O mal fundamental sob o qual a nossa sociedade está sedimentada atende pelo nome de banalização. Não da vida, não da moral, não dos outros… Mas sim das promessas que fazemos.
E que fique bem claro, não estou falando de promessas religiosas. E sim de promessas, essas do dia-a-dia, compreende?
Não sei quando isso se iniciou – embora o Anticristo me dê uma pista – mas sei que hoje e há muito tempo vivemos à base de promessas. Aqui e acolá, firmamos compromissos, mais ou menos importantes, que não cumprimos. Que esquecemos. Que ignoramos. E o mais importante talvez; compromissos que assumimos, cumprimos, mas não conseguimos sustentá-los ou desistimos de fazê-lo.
Dou nome de banalização a isso porque nosso dia-a-dia está cheio dessas promessas, grandes e pequenas, que fazemos, ignorando suas reais implicações, e, com freqüência, nossas próprias limitações para realizá-las.

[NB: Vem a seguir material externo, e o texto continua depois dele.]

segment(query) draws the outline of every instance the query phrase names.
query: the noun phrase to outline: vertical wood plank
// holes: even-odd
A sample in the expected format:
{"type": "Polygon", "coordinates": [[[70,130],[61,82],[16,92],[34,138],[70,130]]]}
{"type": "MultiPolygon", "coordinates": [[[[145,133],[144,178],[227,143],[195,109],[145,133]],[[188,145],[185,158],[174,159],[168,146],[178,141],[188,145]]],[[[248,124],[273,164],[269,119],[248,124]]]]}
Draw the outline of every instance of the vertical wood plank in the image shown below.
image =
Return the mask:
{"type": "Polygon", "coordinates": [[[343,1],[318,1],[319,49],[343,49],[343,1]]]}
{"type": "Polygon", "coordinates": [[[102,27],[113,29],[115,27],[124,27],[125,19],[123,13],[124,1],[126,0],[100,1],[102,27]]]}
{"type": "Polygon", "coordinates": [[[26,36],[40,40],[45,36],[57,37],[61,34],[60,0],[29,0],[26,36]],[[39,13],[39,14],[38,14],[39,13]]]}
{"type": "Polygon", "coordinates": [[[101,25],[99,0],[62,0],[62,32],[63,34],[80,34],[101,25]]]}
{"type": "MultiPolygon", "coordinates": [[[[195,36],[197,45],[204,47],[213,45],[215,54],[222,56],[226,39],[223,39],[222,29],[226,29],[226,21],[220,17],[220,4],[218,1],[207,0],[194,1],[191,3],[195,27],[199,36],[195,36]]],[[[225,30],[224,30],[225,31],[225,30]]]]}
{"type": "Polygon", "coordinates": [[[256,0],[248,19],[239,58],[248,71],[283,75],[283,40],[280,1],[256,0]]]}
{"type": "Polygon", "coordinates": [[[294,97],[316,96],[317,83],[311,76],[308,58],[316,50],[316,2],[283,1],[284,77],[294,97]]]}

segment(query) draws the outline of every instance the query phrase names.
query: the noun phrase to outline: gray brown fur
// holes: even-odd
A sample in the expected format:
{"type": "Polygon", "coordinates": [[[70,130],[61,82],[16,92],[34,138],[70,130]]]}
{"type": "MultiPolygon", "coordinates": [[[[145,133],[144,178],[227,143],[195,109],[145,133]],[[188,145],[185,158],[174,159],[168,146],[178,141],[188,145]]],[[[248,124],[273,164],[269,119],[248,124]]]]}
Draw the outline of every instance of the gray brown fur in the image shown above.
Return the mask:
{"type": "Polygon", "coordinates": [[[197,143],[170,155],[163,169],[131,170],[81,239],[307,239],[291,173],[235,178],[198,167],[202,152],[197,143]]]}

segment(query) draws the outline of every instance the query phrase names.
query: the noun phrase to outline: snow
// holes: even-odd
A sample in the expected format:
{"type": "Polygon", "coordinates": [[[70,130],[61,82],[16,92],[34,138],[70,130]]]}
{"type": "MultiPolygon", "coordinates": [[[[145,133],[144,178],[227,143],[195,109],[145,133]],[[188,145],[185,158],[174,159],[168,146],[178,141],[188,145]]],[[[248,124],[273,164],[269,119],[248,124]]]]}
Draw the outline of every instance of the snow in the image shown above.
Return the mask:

A isso chamam insegurança; pessoas inseguras, generalizando aqui, são pessoas infelizes. E isso cria um estranho, porém lógico, círculo vicioso. Acompanhe:
Alguém está inseguro. Diante de uma nova situação, ou para alcançar uma, busca sempre segurança, meio que como um trauma (gato escaldado tem medo de água fria…). Busca apoio. Em suas relações com os outros, procura sempre a promessa como forma de tirar as “possibilidades”, as “margens de erro” de seu caminho. Entretanto, seja pela falibilidade humana, intencional ou não, ou por força das circunstâncias, as promessas não podem ser cumpridas. Insegura e desiludida, tal pessoa busca culpados – e mesmo que não haja, eles vão aparecer na mente da pessoa. Ou seja, insegura e desiludida, ela procura por mais promessas pra que isso não se repita – quando muito não sente medo de se arriscar. E dessa forma, o número de promessas parte da realidade caótica para um simulacro absurdo (ou seja, sóóóó em sooonho tais promessas dariam certo…) criando cada vez mais insegurança e frustração.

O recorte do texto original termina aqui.